Better Understanding, Better Choices, Better Impact
Last year in Kabul, a woman entrepreneur boldly offered much-needed insight into USAID programming. “We really appreciate the week-long business courses you have provided,” she said, “but what we need is someone who can help us put the lessons into practice.” For her, standard training was not enough.
But what is enough? In a world of limited resources, we’re constantly forced to make choices, and in the world of women’s economic empowerment, those choices can be critical. What makes the difference in helping women entrepreneurs succeed in growing their businesses? Which project interventions work? Which don’t?
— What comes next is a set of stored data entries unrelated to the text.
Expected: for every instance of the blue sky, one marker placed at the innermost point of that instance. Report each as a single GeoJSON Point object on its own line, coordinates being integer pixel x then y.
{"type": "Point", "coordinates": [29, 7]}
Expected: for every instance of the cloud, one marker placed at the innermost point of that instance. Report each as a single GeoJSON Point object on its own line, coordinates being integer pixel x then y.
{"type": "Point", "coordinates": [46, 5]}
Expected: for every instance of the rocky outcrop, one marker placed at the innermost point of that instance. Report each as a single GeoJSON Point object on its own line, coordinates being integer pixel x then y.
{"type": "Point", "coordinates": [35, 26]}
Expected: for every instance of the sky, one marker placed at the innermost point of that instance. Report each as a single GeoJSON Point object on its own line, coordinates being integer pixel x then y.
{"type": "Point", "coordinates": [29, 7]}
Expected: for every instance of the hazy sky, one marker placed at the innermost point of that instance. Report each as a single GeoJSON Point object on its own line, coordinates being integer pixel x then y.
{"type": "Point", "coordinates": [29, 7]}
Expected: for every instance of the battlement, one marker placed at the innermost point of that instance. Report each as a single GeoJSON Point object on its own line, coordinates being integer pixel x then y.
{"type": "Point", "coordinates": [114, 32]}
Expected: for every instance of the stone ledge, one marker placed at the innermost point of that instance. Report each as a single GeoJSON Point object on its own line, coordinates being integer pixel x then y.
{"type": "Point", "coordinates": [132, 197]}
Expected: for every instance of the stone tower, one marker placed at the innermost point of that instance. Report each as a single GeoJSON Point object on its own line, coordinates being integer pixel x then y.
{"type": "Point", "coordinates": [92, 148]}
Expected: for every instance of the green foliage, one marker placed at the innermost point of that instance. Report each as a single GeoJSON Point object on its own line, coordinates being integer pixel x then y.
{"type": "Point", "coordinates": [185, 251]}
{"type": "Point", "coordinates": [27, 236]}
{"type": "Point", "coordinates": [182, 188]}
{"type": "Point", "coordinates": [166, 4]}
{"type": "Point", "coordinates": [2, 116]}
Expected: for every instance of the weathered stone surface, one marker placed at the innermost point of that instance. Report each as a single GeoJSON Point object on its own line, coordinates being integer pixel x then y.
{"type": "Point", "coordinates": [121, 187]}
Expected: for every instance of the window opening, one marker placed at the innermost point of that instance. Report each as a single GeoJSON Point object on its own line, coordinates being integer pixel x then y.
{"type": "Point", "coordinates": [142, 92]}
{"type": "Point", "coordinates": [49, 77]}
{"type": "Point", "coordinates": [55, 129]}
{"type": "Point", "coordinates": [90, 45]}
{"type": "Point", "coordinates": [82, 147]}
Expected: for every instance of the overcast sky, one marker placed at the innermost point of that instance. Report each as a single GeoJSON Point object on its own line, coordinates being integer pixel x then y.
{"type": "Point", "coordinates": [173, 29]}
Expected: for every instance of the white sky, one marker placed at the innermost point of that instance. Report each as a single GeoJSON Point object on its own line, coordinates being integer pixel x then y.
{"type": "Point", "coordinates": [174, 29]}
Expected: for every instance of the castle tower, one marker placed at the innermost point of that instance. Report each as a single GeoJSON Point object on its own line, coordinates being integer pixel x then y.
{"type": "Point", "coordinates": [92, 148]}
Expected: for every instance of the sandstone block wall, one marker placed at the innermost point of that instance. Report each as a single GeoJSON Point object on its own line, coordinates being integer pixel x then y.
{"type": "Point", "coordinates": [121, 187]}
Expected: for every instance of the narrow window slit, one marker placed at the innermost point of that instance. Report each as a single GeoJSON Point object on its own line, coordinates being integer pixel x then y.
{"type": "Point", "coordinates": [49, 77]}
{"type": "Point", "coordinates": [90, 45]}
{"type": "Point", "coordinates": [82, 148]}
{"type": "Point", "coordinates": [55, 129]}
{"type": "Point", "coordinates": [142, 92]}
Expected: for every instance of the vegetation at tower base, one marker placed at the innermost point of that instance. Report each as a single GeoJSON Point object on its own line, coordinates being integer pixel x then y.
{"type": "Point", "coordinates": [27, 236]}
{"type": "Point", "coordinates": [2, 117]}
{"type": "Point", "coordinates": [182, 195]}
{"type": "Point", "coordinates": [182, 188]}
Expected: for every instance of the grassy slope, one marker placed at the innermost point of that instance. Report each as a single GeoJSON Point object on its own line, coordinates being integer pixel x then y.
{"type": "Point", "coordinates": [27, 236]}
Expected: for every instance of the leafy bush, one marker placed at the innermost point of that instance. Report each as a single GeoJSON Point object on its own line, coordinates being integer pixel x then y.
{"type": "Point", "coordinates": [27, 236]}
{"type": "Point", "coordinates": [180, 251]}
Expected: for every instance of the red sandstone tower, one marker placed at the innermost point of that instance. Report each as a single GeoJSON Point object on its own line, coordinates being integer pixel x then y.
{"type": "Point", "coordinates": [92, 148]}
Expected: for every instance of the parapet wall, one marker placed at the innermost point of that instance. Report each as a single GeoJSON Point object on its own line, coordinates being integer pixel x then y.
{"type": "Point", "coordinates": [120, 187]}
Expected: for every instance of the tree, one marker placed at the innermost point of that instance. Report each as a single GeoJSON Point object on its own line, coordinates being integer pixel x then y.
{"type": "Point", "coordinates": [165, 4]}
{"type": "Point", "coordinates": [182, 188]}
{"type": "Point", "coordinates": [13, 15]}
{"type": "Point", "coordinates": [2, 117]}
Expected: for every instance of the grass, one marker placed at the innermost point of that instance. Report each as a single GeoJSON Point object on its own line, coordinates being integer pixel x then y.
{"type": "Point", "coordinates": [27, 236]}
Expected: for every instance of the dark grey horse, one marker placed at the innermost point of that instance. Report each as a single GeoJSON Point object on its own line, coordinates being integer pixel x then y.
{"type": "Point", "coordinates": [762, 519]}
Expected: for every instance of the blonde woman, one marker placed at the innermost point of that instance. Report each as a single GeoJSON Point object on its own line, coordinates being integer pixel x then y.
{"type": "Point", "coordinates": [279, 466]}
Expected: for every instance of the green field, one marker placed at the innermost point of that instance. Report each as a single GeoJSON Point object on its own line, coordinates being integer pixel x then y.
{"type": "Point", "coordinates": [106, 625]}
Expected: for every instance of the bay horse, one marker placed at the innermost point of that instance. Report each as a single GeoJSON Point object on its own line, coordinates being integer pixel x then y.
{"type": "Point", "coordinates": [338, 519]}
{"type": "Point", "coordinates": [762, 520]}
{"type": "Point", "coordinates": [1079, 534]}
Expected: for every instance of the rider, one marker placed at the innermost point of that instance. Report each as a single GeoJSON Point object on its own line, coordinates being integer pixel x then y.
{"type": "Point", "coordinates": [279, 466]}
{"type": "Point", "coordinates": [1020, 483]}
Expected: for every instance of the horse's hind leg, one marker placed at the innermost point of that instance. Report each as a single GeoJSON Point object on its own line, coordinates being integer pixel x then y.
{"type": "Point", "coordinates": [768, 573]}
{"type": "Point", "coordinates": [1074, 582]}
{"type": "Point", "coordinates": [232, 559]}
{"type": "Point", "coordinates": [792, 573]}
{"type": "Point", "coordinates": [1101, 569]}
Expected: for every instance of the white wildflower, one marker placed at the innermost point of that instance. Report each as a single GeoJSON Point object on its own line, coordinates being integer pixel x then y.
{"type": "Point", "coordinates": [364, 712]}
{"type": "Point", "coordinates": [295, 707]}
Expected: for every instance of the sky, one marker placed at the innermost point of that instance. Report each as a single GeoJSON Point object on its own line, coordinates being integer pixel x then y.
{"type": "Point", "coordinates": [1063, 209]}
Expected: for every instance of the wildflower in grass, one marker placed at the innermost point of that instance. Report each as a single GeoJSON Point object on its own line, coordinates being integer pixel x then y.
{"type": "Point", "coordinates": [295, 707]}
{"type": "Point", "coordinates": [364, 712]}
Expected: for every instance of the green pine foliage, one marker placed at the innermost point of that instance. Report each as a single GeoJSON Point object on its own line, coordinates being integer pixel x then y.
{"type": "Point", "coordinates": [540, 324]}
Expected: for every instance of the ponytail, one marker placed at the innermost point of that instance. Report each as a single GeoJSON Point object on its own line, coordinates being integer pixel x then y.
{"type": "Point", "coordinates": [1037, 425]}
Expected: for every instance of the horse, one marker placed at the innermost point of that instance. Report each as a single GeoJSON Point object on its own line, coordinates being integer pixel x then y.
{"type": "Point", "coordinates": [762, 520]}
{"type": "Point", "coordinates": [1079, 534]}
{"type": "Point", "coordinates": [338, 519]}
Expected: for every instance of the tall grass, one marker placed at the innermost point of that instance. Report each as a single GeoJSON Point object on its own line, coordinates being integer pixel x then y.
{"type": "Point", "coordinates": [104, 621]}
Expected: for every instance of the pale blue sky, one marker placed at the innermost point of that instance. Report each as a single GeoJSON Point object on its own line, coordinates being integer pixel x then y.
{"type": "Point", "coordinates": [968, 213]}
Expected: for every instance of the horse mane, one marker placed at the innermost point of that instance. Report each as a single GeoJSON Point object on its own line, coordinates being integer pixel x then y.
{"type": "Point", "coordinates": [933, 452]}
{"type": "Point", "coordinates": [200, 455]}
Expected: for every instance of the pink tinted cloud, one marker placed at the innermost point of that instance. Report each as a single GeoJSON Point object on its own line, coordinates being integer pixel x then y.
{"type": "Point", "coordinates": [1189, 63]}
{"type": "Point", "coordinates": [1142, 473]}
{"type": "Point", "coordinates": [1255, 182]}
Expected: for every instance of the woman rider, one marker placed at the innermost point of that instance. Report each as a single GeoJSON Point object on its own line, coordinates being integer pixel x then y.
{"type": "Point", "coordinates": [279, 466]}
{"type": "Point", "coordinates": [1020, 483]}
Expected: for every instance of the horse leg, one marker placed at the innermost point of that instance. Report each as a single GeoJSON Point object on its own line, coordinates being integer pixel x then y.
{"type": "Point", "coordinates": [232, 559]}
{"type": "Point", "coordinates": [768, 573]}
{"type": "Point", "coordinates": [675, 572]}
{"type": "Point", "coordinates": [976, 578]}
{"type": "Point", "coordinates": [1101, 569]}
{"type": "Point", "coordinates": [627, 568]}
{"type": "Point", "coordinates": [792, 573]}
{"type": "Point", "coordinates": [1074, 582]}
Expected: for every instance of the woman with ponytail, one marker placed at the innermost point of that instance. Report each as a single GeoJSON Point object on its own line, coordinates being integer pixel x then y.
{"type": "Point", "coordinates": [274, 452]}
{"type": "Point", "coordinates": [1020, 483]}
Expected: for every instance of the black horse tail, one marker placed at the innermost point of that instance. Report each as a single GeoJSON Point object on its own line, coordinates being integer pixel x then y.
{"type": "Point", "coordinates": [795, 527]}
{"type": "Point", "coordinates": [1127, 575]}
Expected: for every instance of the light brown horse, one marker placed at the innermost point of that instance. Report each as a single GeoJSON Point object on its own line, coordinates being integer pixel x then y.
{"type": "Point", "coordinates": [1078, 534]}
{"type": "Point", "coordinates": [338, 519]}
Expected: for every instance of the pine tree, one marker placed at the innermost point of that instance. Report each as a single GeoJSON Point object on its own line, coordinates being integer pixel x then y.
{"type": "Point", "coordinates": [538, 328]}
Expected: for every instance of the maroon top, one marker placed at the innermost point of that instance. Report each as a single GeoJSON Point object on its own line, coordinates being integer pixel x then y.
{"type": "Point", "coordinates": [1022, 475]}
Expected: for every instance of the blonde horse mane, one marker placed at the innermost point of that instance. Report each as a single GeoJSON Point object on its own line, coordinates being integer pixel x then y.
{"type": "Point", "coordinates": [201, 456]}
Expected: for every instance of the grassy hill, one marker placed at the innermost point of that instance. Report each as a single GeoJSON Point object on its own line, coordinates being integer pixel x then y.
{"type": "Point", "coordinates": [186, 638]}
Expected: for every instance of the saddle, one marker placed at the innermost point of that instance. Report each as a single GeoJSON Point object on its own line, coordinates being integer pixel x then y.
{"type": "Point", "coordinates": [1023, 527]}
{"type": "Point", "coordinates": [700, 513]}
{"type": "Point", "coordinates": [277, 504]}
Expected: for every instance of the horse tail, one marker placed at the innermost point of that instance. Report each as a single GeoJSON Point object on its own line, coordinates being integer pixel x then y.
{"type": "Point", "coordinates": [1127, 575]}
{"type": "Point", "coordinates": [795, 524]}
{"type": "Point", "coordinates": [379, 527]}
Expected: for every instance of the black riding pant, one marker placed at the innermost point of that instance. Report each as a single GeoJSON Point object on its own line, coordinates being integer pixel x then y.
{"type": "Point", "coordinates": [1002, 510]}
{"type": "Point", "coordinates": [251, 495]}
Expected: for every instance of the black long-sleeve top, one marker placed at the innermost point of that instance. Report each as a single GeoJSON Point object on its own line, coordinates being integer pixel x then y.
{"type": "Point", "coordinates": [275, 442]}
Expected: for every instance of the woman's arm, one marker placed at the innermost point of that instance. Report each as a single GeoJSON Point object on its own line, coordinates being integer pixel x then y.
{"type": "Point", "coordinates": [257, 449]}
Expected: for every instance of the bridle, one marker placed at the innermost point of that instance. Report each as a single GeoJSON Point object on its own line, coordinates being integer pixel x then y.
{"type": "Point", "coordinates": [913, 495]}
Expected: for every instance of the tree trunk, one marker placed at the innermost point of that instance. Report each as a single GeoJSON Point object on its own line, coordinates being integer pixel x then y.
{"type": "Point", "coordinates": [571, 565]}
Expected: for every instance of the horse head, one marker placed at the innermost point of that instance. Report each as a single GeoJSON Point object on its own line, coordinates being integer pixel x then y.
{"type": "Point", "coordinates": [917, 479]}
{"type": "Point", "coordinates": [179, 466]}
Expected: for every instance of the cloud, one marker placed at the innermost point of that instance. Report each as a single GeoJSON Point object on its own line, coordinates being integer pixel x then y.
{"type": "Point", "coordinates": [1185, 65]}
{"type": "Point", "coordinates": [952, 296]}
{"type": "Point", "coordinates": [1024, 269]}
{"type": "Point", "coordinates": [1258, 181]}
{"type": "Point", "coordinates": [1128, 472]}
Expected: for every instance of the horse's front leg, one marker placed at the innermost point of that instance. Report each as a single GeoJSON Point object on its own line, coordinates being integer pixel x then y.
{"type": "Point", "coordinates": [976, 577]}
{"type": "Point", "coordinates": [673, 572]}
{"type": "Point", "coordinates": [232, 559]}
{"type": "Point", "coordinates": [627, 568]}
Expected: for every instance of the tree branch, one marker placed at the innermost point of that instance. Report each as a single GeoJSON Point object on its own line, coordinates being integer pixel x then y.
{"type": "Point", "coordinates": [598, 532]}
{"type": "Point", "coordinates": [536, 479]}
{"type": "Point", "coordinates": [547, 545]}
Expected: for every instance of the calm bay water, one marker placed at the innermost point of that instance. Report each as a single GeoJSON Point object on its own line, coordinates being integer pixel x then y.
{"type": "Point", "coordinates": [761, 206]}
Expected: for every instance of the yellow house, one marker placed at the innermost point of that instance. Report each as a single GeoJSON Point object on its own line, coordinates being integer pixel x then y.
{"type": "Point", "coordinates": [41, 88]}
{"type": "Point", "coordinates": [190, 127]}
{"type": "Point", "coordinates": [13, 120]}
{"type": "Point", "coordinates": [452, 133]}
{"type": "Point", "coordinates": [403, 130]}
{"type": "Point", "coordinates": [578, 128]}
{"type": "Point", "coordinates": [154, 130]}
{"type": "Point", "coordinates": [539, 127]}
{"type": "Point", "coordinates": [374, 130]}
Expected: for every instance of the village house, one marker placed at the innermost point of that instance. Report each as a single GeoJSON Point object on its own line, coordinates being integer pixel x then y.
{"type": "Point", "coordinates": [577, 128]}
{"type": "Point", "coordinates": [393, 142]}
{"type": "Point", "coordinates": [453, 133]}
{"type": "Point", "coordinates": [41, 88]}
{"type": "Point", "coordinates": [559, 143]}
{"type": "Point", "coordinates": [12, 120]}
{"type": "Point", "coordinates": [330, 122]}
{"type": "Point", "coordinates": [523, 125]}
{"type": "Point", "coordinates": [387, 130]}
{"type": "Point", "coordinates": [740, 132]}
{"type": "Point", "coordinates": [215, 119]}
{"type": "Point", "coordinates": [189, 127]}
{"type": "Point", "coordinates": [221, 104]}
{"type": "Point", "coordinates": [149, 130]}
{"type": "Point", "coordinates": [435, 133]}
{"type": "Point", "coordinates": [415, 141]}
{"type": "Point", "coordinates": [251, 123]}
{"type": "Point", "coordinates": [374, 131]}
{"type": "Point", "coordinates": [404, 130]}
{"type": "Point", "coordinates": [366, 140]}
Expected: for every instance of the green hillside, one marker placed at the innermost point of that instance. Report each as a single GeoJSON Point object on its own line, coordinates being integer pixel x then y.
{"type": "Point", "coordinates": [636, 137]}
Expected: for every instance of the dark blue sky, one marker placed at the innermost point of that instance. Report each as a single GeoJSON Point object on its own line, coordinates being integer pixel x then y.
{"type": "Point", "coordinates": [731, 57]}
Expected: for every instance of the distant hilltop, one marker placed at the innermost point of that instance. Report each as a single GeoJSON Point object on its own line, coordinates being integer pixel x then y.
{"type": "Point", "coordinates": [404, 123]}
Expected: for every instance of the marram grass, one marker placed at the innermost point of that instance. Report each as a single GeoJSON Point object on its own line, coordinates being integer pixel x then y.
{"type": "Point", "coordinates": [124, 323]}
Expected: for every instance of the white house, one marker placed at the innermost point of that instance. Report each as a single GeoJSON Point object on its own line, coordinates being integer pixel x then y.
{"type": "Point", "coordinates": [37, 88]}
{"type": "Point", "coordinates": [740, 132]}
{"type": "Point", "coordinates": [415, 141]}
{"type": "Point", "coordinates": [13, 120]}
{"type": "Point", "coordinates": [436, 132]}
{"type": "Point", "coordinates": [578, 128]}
In 2013, USAID decided to find out which kinds of interventions are most effective in moving women-owned small and medium enterprises further up the economic ladder. The resultant Women’s Leadership in Small and Medium Enterprises (WLSME) Initiative selected three grantees in disparate locations to build an evidence base:
- In India, CARE has been working among women cashew growers and processors;
- In the Kyrgyz Republic, ACDI/VOCA has been engaging women-run businesses in agribusiness, tourism, and garments; and
- In Peru, GRADE has been providing assistance to women-owned SMEs in textiles, handicrafts, and food services.
Over the next year, our robust monitoring and evaluation of these projects (to be carried out by Management Systems International) should begin to answer our questions on effectiveness. But even before the final results are in, our implementers have some valuable lessons to share, such as how to construct a randomized control trial, how to deal with attrition, and how to engage men in support of women entrepreneurs.
Over the next the next few weeks, our implementing partners will be sharing these and other insights with you. More will follow this summer, including a learning brief with the combined lessons from all three interventions. And, in the next year, we expect that our monitoring and evaluation efforts will begin to provide clear, evidence-based answers to guide future programming for greater effectiveness.